Monday, June 6, 2011

Four Hours, 12 Ounces, and Three Years.


The airport was full for a Thursday morning. I mean who travels this early on a Thursday? Glad I got there when I did, the American Airlines terminal was packed will all types of travelers. Waiting at the gate, laptop in hand looking at what the weather is like in New York, I’m not even going to New York. Holy crap it's early - who invented this time anyway? Then it hit me, a child’s toy smacked me in the head, and there was a moment of silence that was broken by the hysterical laughter of a toddler. That kind of laugh that only a child has, a mix of hysteria and evil. You can’t be mad because laughing is one of the few contagious things that you don’t mind being around. I turned to my left and there she was, maybe three or four. The child had crazy hair like a static bomb exploded in a blond factory. She smiled and gave me that eye; I knew she was planning something.

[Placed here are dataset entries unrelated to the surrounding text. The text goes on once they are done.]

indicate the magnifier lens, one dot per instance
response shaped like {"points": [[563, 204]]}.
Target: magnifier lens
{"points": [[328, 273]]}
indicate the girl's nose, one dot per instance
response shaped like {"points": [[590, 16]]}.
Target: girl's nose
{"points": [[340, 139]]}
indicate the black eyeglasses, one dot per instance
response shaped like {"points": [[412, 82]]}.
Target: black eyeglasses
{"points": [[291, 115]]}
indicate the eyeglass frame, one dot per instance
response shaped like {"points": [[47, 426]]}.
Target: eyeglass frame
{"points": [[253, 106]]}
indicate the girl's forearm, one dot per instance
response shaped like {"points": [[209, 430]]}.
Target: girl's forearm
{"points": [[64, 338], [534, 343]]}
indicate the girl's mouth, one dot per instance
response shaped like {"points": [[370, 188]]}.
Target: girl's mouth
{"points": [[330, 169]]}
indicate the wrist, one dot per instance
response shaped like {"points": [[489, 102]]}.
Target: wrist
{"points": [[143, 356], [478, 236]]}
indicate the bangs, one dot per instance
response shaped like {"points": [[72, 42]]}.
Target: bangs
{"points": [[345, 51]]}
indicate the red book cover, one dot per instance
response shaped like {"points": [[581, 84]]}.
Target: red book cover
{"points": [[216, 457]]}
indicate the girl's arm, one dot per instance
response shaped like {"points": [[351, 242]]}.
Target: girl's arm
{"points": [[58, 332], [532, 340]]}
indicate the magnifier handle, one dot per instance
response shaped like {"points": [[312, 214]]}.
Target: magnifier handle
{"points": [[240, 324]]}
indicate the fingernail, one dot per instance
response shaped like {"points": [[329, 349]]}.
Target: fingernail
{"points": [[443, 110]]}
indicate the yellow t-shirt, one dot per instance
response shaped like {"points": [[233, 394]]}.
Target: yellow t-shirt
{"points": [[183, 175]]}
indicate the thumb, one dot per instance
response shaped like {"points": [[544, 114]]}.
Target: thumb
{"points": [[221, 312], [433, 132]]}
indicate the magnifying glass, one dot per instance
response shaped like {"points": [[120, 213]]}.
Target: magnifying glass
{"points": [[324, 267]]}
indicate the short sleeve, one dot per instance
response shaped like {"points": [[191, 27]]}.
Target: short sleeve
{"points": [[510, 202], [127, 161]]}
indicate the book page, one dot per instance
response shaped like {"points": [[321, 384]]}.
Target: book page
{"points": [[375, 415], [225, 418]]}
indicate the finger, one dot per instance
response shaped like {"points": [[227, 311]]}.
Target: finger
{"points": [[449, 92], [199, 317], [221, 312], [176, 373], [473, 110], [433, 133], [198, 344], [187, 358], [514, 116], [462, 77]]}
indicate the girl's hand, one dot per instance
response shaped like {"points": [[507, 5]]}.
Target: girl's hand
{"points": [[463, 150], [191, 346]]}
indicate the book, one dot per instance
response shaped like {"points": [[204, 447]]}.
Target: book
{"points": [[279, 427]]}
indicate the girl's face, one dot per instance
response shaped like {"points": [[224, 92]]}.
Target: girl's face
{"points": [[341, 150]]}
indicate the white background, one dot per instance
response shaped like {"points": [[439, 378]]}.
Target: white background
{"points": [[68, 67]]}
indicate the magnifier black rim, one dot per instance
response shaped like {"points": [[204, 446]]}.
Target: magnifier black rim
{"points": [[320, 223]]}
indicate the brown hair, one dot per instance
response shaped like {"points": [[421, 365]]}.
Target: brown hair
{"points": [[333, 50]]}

We boarded the plane; someone was sitting in my seat. The guy requested that we switch seats so he could sit next to his son. So I took his seat on the other side, which of course was right behind the little girl who hit me in the head with her inflatable bat. It seems her plan is coming to fruition. When I set down I looked up and saw her little fingers wrap over the top of the seat, her head slowly crept up and as soon as we made eye contact she started that evil chuckle. Great, the three-year-old toddler with crazy hair knows I’m here – within striking distance.

All was quiet in 35a until about halfway into the four-hour flight. Catastrophe struck. I had a glass full of Ginger Ale sitting on the placemat in front of me. Then without warming the icy cold beverage from Canada decided to commit suicide just as I was pulling out a magazine. For my convenience, the ginger ale chose my lap as a good place to end its life. Now here is where things start to get interesting. I am wearing tan pants, not jeans but cotton pants that are tan. Hey look my lap now look like the bladder has gone full release. Great, now what - the girl next to me had that look of awkward disgust. The first words out of my mouth were “Did you see that? A typhoon just flew in my pants!” Almost on cue, the toddler sitting in front of me poked her head over the seat and started laughing in the language of Hysterics.

Two hours to go, sitting in a wet seat with wet pants. I then realized that in this situation with no change of clothes nearby there really isn’t anything I can do. Using the air nozzle to dry my pants was a valiant but feeble effort. All I could do is wait and think about dry things.